Отчаявшись разговорить жену, он начинает петь (голос у него красивый) единственную песню, которую знает по-немецки:

– О Tannenbaum, о Tannenbaum…

– Перестань! – хмуро бросает Саффи.

Рафаэль опускает голову. Принимается за индейку с каштанами.

– А скажи… – не выдерживает он через десять минут, желая во что бы то ни стало рассеять это молчание, словно издевающееся над праздничным столом… – Тогда, с родителями, ты ходила в церковь на Рождество?

– Да. Конечно, – покладисто кивает Саффи.

– У меня отец был атеист, говорил, что ноги его никогда не будет в церкви, но мать настояла, чтобы я принял первое причастие. А потом мы ходили с ней в церковь вместе, уж на Рождество и на Пасху всегда… Как я любил церковное пение! Если хочешь, мы можем пойти к мессе в полночь. Это так красиво… Будут петь… Даже если ты не знаешь слов, мелодии, наверно, те же.

– Нет, не сегодня. Я устала.

– Да ведь в том-то и дело, что сегодня! – хмурится Рафаэль. – Завтра уже не будет Рождества! Ладно… как хочешь.

Молчание сразу же повисает снова, и ему сразу же хочется его нарушить.

– Ты… ты тоже в какой-то момент перестала верить в Бога?

Глаза Саффи вспыхивают зелеными огнями, словно говорят: ты нарушаешь правила, сюда нельзя .

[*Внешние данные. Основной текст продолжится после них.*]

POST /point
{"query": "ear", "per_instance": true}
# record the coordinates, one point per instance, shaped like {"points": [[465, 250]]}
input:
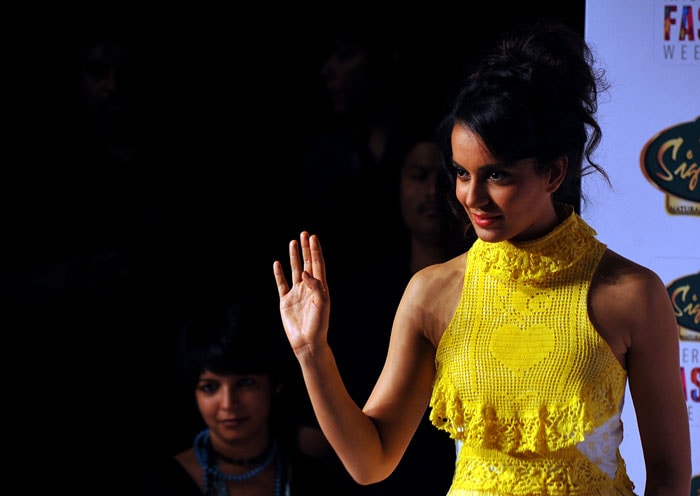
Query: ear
{"points": [[557, 173]]}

Но кем написаны эти чертовы правила? – думает Рафаэль. Нет, он наплюет на запрет, встряхнет ее, потеребит немножко; он хочет услышать хоть что-нибудь о ней от нее. Она отдала ему – делай что хочешь! – свое тело, но ничем не поделилась из своей истории, своего прошлого, музыки своей души…

– А твой отец, он был кто? Я имею в виду до войны.

К его удивлению, Саффи отвечает просто:

– Доктор для животных.

– Ветеринар?

– Да. Ве-те-ринар… – старательно повторяет она.

– А твоя мама?

– А моя мама… – Саффи непонятно почему заливается краской. – Мама, и все.

И встает, чтобы убрать со стола.

Ну почему нельзя засидеться за столом, болтать и пить часов до двух ночи, думает Рафаэль. А ведь это одно из удовольствий, которые я люблю больше всего на свете. Когда же я смогу снова жить?

– Я пойду спать, – объявляет Саффи, домыв посуду.

Так заканчивается их рождественский вечер.

* * *

Рафаэль играет на флейте. Он играет все лучше и лучше, потому что новое чувство – тревога – повлияло на его характер, пожалуй, чересчур простодушный и жизнерадостный. Наложившись на его безумную любовь (но не вытеснив ее), оно вплетается и в музыку, обогащает ее, расцвечивает новыми красками – более сложными, более насыщенными красками, чем раньше. Особенно в адажио: каждая сыгранная им нота – словно водная гладь, под которой мерцают во мраке сокровища.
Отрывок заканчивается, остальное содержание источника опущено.